In the traditionalist Catholic world, there are no shades of gray in the issues of abortion and contraception, and women can’t perform liturgical duties. Believing in purgatory is a must. Eating meat on Fridays is forbidden. Women must wear head coverings in church. Strumming a guitar at church or a pastor entertaining the parish with jokes are seen as silly if not sacrilegious.
Also, traditionalists don’t believe in reaching out to other Christian faiths and are angry the Second Vatican Council changed its official opinion of non-Catholics from “heretics” to recognizing them as “separate brethren.”
“The pope is infected with modernism,” complained Eileen Allen, 45, of Oregon who recently attended a women’s workshop at the Los Gatos retreat. “By that I mean ecumenism, that all religions are equal to the Catholic Church. That’s not true. The Catholic Church is the one that Christ founded. Other denominations are man-made.”
Although the convictions about abortion, Communion and purgatory are still the official positions of the Roman Catholic Church, the majority of mainstream Catholics hold somewhat more progressive views, scholars say. Also, Dinges said a key difference is that traditionalists often want to “cast out” anyone who doesn’t take these religious rules literally.
“They are angry that the bishops and the church authority haven’t taken a harder line on dissenting Catholics,” Dinges said. “The great irony though, is that they are bucking papal authority. They are holding themselves up as self-appointed watchdogs of Catholic orthodoxy and are in open conflict with the Vatican.”

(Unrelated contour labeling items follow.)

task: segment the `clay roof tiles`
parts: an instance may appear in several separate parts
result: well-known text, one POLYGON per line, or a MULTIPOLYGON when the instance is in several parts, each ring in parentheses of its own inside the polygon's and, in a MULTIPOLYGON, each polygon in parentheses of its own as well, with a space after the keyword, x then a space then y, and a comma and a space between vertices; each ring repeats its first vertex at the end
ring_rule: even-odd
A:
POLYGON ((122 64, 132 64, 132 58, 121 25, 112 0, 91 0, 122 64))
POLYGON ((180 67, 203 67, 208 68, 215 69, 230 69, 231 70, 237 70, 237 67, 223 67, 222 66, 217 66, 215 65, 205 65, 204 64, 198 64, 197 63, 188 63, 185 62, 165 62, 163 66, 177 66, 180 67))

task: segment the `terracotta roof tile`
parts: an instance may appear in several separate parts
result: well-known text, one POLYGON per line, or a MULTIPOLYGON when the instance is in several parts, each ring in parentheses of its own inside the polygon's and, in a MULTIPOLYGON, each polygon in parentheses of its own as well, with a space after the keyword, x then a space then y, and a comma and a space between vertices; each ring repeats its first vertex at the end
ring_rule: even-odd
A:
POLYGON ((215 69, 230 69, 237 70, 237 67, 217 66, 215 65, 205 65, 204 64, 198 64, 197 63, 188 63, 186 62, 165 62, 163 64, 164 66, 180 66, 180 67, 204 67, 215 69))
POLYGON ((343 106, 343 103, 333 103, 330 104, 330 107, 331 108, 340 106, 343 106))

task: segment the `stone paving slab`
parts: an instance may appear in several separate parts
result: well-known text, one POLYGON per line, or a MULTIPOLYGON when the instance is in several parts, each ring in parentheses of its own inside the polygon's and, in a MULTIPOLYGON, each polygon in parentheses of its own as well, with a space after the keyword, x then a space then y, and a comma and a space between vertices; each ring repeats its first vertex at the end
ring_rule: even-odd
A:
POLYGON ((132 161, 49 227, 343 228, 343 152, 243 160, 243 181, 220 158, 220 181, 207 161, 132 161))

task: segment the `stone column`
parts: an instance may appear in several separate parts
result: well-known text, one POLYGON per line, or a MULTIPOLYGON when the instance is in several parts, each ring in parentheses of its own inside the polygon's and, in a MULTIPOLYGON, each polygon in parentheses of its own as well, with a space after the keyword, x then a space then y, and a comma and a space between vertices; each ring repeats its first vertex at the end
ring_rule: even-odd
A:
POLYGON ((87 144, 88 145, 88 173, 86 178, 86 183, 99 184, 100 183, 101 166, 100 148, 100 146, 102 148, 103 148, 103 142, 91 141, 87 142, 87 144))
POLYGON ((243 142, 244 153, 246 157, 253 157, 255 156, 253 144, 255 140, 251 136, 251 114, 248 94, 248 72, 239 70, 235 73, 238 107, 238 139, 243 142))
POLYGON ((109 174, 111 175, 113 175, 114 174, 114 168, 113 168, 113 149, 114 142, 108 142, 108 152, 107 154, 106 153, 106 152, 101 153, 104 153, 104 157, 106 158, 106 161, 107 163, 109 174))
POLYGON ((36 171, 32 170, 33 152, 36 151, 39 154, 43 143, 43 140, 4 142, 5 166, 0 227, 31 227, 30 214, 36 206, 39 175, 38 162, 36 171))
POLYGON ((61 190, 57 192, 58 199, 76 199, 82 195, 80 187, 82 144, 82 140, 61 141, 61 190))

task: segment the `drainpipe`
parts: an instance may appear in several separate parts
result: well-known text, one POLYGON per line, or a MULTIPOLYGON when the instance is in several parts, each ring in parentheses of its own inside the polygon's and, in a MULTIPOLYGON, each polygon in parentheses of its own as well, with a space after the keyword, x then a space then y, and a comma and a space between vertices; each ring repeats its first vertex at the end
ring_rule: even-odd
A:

Cooper of the Los Gatos retreat said traditionalists are so tough on their fellow Catholics because they love them and want to prevent them from sinning.
“I don’t think what we’re doing is archaic,” said Cooper, who dresses in a black cassock and admits he gets quite a few stares at the grocery store or gas station. “Things are changing so much. People want something they can hold onto, the traditional faith. We’re not doing it out of nostalgia. We just want to be good Catholics.”